Maybe this is how I can
choose to remember things. Just like I found the power to decide to live in a
way that accentuates the positive, perhaps I can rewrite the past to highlight
the positive, and deal with and let go of the negative. That way, I can keep
the best of every experience and learn from the bad parts, focus on the
positive and put that energy into the world. When the experience is separate
from the person, I think we can let the person go because the relationship has
already been gone for a long time. When the person loses their importance, they
lose whatever negative influence we allow them.
It’s funny, I bet most
people have no idea how powerful the thought of them is to someone else.
This is an experiment of
separating the person from the experience, and maybe going through
this exercise will bring me some clarity. When the world that was our friendship first began to crumble, someone
asked me what made her so wonderful, so worth the hurt I was feeling, and worse
than the question was the time it took me to answer it. That’s when I started
to realize what a loyalist I am and how significant the length of a
relationship is to me, meaning, the longer you’ve been around, the harder it’ll
be for me to let you go. We had fifteen years of boy drama, tears, laughter,
love and growth between us when the bottom dropped out for me without
explanation, and never knowing what happened has been the most difficult part.
But this isn’t a search for answers, it’s a mining expedition to keep the good
and let go of the bad.
There was this girl I used
to know...
How heartbreaking.
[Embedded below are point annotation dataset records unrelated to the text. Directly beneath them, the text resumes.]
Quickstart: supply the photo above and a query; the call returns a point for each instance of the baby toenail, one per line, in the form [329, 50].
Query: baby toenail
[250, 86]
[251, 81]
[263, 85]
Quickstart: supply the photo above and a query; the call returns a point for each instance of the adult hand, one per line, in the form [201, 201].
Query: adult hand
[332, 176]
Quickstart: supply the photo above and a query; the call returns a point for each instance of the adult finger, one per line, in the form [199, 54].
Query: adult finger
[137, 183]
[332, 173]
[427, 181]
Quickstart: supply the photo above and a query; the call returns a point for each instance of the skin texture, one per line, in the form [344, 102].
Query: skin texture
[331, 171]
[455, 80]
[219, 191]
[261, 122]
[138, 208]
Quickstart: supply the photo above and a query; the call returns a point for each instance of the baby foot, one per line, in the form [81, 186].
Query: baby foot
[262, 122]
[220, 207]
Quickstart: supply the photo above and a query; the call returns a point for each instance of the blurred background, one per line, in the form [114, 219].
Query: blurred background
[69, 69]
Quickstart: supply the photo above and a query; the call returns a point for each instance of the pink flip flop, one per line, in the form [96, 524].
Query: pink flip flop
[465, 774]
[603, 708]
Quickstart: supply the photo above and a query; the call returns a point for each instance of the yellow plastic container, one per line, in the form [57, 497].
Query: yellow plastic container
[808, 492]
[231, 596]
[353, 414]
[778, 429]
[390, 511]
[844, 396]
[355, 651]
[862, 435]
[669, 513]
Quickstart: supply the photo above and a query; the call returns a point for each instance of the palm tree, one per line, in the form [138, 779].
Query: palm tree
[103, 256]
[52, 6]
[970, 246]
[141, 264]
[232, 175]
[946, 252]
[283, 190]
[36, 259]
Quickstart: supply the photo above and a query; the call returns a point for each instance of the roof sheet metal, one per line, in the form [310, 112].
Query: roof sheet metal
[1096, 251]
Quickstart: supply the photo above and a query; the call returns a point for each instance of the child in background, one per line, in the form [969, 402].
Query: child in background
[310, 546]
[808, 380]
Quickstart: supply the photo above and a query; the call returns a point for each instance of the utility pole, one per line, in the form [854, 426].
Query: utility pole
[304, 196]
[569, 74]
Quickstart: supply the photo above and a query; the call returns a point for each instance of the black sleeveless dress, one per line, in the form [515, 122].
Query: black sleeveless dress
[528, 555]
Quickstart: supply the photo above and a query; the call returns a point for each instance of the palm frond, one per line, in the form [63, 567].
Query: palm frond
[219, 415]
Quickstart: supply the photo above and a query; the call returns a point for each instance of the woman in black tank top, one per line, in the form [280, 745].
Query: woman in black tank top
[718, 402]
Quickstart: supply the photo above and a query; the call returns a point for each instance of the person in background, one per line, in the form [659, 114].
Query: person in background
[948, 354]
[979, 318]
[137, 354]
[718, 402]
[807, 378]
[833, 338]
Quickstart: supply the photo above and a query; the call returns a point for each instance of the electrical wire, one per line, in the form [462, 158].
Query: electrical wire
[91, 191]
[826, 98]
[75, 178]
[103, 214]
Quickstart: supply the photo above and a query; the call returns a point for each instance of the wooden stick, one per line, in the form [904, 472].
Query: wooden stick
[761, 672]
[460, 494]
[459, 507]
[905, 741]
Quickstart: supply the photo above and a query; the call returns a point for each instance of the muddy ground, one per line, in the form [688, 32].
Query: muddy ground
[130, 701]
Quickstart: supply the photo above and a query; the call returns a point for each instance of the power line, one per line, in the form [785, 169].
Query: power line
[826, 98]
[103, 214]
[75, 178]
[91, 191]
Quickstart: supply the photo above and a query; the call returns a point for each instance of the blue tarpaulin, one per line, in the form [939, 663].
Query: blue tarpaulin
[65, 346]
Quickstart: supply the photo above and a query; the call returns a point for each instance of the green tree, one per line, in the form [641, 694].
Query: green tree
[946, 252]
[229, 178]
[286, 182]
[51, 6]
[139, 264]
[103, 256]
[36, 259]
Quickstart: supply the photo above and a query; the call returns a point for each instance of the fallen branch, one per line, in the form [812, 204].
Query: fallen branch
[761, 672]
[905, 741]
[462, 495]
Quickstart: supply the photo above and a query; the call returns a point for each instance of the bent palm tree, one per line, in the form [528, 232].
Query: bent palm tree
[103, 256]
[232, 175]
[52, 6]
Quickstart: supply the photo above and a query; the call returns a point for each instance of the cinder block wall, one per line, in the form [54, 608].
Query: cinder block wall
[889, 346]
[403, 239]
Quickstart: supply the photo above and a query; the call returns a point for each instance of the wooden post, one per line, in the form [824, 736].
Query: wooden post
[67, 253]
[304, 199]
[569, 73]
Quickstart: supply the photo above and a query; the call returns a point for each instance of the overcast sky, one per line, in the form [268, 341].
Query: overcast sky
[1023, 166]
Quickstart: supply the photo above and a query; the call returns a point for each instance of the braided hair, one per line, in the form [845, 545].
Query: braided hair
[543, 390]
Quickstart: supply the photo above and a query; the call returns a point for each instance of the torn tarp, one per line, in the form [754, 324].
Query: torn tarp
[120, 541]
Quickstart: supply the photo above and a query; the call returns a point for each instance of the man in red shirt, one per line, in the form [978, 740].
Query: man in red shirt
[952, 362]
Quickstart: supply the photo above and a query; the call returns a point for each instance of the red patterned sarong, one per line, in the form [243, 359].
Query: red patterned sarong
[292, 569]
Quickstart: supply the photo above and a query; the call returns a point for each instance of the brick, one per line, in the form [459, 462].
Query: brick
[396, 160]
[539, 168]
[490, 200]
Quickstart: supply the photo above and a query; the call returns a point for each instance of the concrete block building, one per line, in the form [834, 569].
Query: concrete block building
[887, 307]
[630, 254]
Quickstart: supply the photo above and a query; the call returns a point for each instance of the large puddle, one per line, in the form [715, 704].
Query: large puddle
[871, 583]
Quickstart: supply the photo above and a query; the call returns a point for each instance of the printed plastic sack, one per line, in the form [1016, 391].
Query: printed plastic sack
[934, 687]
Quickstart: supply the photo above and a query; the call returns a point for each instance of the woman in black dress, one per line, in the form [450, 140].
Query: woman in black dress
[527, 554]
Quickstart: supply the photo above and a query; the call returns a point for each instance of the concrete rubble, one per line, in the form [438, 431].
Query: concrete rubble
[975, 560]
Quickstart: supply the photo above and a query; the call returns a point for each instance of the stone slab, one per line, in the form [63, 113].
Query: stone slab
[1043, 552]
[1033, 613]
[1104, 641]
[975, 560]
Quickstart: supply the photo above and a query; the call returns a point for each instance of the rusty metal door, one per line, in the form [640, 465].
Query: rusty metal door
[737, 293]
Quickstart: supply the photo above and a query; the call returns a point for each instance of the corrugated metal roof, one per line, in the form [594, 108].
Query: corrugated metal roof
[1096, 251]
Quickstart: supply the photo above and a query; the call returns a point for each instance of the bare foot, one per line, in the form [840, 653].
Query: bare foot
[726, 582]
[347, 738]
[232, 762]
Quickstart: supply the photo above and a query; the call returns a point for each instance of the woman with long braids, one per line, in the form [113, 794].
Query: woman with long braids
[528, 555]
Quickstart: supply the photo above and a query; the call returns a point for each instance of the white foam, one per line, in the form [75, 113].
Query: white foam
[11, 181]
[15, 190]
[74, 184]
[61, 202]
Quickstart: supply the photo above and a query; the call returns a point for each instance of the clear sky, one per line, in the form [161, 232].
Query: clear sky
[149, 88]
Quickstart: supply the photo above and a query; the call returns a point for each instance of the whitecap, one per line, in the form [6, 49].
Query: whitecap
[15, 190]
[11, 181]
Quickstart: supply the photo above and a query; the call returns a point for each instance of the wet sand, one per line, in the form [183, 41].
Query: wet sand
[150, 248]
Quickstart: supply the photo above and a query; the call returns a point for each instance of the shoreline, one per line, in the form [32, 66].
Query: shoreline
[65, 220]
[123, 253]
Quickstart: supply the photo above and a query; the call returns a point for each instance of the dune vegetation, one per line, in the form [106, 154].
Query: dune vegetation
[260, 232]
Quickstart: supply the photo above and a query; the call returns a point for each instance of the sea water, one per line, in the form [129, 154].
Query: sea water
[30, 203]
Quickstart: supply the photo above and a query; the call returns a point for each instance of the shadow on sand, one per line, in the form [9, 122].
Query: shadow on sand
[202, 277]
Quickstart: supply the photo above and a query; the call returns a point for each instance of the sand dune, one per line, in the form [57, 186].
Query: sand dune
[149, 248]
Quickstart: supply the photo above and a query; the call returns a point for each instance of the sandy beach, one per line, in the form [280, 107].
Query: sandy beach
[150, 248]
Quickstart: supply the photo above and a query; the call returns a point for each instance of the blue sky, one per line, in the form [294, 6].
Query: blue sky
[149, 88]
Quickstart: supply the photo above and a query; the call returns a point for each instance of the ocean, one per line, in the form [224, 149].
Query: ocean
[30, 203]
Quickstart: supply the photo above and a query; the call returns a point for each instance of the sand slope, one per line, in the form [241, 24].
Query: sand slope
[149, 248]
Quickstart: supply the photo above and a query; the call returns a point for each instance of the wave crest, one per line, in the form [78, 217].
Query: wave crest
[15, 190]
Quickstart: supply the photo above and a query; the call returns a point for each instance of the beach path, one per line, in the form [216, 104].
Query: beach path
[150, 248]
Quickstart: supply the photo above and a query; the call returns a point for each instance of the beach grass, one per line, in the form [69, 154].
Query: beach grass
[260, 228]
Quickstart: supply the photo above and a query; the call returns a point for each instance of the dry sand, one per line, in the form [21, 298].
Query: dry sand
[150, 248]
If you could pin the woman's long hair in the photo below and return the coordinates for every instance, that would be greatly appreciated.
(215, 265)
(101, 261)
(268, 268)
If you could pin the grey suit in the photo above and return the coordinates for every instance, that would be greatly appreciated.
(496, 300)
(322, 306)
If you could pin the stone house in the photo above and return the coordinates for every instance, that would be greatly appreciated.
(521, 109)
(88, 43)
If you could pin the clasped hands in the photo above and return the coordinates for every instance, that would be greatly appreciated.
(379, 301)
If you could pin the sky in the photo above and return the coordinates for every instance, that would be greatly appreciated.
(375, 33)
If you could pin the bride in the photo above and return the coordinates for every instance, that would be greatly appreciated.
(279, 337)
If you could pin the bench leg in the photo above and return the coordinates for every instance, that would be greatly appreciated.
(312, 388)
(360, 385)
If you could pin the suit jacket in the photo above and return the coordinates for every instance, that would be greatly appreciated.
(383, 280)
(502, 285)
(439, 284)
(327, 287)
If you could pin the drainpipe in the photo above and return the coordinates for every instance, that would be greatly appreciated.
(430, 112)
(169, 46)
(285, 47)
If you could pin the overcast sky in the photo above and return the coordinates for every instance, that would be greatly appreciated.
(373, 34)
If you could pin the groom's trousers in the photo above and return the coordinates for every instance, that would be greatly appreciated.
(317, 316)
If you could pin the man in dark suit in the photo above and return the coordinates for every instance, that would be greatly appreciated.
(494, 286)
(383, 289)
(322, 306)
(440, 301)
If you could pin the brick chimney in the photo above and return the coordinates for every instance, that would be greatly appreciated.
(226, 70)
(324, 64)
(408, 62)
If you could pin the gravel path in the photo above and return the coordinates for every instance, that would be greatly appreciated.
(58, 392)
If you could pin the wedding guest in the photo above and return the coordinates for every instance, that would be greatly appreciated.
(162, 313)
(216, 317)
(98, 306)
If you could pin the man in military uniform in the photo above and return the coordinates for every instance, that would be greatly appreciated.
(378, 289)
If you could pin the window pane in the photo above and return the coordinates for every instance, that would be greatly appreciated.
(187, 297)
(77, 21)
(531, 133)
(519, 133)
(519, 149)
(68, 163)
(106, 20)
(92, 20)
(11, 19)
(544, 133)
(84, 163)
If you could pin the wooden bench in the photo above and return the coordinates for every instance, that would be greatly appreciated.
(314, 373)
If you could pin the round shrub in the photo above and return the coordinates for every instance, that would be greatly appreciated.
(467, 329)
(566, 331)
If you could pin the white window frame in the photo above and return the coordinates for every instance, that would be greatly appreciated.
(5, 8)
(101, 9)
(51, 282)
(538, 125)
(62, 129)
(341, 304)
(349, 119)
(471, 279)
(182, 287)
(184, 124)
I can't imagine the torment if I lost my best friend of twenty years. It's true, the longer someone has been in your life, the harder it is to let them go - especially if they've played a part in shaping who you've become.
ReplyDeleteI know nothing I can say can diminish your loss, so all I'll leave you with is good wishes, a virtual hug, and an acknowledgement of the significance of your loss. :(
Thanks, Natalie, I will accept that hug! And it's nice to finally put this out there and not feel like such a freak for how it affected me.
DeleteLinz, you are not a freak and need not feel like one for any reason (unless you wanna take a moment to just roll around and revel in your ULF, your Unique Linz Freak. Then it's ok). Heartbreak happens (is there a t-shirt for this?) to everyone and it happens over and over if you are lucky enough to have a long, long, love and adventure filled lifetime. It's not easy to accept but the truth is: sometimes it is the price of the relationship and a bargain at that.